High dose rate (HDR) brachytherapy is a widely utilized treatment modality in modern clinical brachytherapy. In clinical practice, accurate dosimetric parameters for ¹⁹²Ir HDR brachytherapy sources are essential. Due to the variation in source designs, each model requires specific dosimetric parameters. Although there is extensive international research on the dosimetric parameters of ¹⁹²Ir sources, simulation studies focusing on the dosimetric parameters of HDR ¹⁹²Ir brachytherapy sources produced by the Atomic Hi-Tech (HTA) Co., Ltd are relatively scarce in China.

This study aims to calculate the dosimetric parameters of a domestically produced HDR ¹⁹²Ir source by constructing a detailed structural model of the source using Monte Carlo simulation software, based on the dosimetric calculation methods recommended in the TG-43U1 report by the American Association of Physicists in Medicine (AAPM).

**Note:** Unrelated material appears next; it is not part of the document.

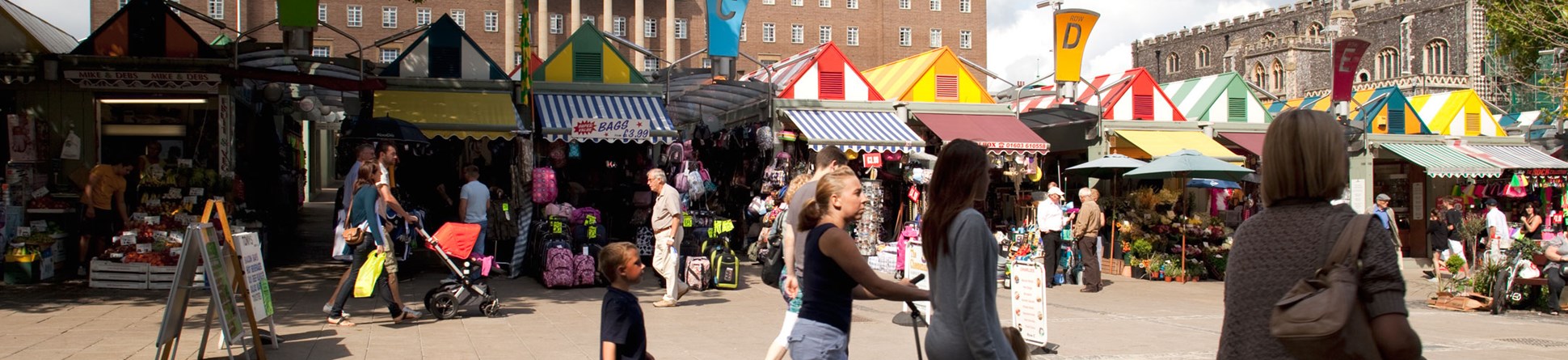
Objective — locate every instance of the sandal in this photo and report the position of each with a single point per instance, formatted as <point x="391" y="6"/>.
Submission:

Based on the dosimetric calculation methods recommended in the TG-43U1 report by the American Association of Physicists in Medicine (AAPM), Monte Carlo software was used to simulate the ¹⁹²Ir brachytherapy source, and a detailed structural model of the domestically produced high dose rate ¹⁹²Ir brachytherapy source was established within the Monte Carlo software to accurately conduct the simulation. Then, the dosimetric parameters calculated in the simulation such as the dose rate constant, air kerma strength per unit activity, radial dose function, and anisotropy function were calculated in the simulation and compared with that reported in the literature.

Simulation results show that the simulated dose rate constant is found to be 1.105 cGy·h^-1·U^-1, with a difference of less than 1.2% compared to values reported in the literature. Additionally, the air kerma strength per unit activity is calculated to be 9.788×10^-8 U·Bq^-1, with a discrepancy of 0.23% compared to the literature values. Furthermore, the dosimetric parameters for the radial dose function and anisotropy function obtained in this study show a high degree of consistency with corresponding data from existing literature.

The domestically produced ¹⁹²Ir source model established using the Monte Carlo software demonstrates good consistent dosimetric parameters with the literature-reported dosimetric parameters, indicating that this model can be used for clinical practice applications of domestically produced ¹⁹²Ir sources and has certain guiding significance.